According to a press release issued at Wensday highlighting research by Professor Itzhak Schnell of Tel Aviv University:
Prof Schnell and his fellow researchers wanted to measure how people living in an urban environment confronted stressors in their daily lives. They asked 36 healthy individuals between the ages of 20 to 40 to spend two days in Tel Aviv, Israel's busiest city ... Researchers monitored the impact of four different environmental stressors: thermal load (heat and cold), noise pollution, carbon monoxide levels, and social load (the impact of crowds) ...

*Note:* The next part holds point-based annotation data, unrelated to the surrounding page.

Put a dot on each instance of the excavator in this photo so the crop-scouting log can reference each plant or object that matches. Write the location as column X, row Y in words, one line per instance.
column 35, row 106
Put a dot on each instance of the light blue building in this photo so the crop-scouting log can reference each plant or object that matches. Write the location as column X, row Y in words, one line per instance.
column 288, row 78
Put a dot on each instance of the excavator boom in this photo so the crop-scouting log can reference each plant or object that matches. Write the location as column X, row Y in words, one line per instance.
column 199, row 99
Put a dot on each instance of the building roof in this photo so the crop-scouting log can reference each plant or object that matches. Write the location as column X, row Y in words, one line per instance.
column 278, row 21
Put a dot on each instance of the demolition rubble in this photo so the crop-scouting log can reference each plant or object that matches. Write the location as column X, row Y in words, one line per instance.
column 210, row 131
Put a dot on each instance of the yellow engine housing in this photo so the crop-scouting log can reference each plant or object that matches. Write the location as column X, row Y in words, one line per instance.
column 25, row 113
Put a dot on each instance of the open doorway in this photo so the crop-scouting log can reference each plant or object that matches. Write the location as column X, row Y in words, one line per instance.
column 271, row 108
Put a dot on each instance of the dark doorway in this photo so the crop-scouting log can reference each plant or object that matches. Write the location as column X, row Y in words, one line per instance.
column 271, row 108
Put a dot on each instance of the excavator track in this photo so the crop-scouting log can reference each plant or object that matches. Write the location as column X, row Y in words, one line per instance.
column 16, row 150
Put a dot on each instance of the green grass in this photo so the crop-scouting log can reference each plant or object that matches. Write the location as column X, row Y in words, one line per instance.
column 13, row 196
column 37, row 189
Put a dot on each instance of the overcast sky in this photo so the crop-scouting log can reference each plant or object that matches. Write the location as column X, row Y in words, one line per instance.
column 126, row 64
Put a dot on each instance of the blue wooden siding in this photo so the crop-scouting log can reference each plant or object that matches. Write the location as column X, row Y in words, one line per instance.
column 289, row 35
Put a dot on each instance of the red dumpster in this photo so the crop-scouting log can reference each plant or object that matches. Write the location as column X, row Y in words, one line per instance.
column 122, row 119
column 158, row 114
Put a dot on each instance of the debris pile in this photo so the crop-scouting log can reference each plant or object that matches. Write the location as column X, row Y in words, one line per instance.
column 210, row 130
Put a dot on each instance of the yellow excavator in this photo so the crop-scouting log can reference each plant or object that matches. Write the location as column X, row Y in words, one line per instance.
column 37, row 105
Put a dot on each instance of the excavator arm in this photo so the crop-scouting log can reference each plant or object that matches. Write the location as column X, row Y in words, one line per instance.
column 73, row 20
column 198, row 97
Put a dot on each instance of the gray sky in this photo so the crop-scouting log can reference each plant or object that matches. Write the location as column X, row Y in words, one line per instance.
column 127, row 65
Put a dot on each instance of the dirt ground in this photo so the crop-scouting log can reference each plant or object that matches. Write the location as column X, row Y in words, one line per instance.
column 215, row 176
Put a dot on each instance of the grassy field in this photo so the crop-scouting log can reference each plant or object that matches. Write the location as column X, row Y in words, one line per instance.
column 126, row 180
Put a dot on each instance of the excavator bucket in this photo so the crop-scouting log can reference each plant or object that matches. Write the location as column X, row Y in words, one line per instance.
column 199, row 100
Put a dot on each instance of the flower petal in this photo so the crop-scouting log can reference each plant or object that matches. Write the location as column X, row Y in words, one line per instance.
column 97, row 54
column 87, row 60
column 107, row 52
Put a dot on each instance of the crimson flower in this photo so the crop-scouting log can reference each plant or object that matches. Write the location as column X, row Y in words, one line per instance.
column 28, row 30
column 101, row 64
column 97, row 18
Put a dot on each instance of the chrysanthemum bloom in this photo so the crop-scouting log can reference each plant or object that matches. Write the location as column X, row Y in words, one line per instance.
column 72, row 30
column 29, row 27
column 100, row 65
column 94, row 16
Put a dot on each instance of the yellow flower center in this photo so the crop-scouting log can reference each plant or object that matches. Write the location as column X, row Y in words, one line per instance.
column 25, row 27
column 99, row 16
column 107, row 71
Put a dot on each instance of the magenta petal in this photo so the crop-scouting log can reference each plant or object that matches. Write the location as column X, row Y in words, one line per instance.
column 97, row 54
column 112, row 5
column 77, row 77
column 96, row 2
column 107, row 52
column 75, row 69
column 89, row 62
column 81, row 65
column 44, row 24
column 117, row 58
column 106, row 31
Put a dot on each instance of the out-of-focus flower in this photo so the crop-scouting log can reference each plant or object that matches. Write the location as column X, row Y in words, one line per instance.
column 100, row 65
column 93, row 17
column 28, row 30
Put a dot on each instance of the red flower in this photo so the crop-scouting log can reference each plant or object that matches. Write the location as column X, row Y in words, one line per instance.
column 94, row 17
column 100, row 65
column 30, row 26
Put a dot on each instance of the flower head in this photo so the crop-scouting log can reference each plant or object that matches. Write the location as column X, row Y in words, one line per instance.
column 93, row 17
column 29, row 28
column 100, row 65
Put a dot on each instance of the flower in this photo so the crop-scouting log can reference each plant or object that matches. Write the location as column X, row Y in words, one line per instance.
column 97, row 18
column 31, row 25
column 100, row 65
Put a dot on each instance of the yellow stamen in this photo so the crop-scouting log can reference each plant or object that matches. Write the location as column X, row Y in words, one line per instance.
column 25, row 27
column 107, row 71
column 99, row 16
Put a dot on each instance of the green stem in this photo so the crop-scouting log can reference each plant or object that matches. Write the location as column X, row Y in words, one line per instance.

The most surprising find of the study, says Prof Schnell, was in looking at levels of CO that the participants inhaled during their time in the city. Not only were the levels much lower than the researchers predicted — approximately 1-15 parts per million every half hour — but the presence of the gas appeared to have a narcotic effect on the participants, counteracting the stress caused by noise and crowd density.
According to the prof and his colleagues, the thing which actually has the worst effect on a city dweller's health is noise: not temperature, not crowding, and certainly not carbon monoxide, which actually helps a person to cope with stress (anyway it does if breathed in the concentrations found in Tel Aviv – it's definitely poisonous at higher levels).
Schnell suggests therefore that the most urgent priority in making cities healthier to live in is not dealing with extreme temperatures or air pollution or crowding, but plainly and simply trying to make them quieter.
The research has been published in the journal Environmental Monitoring and Assessment.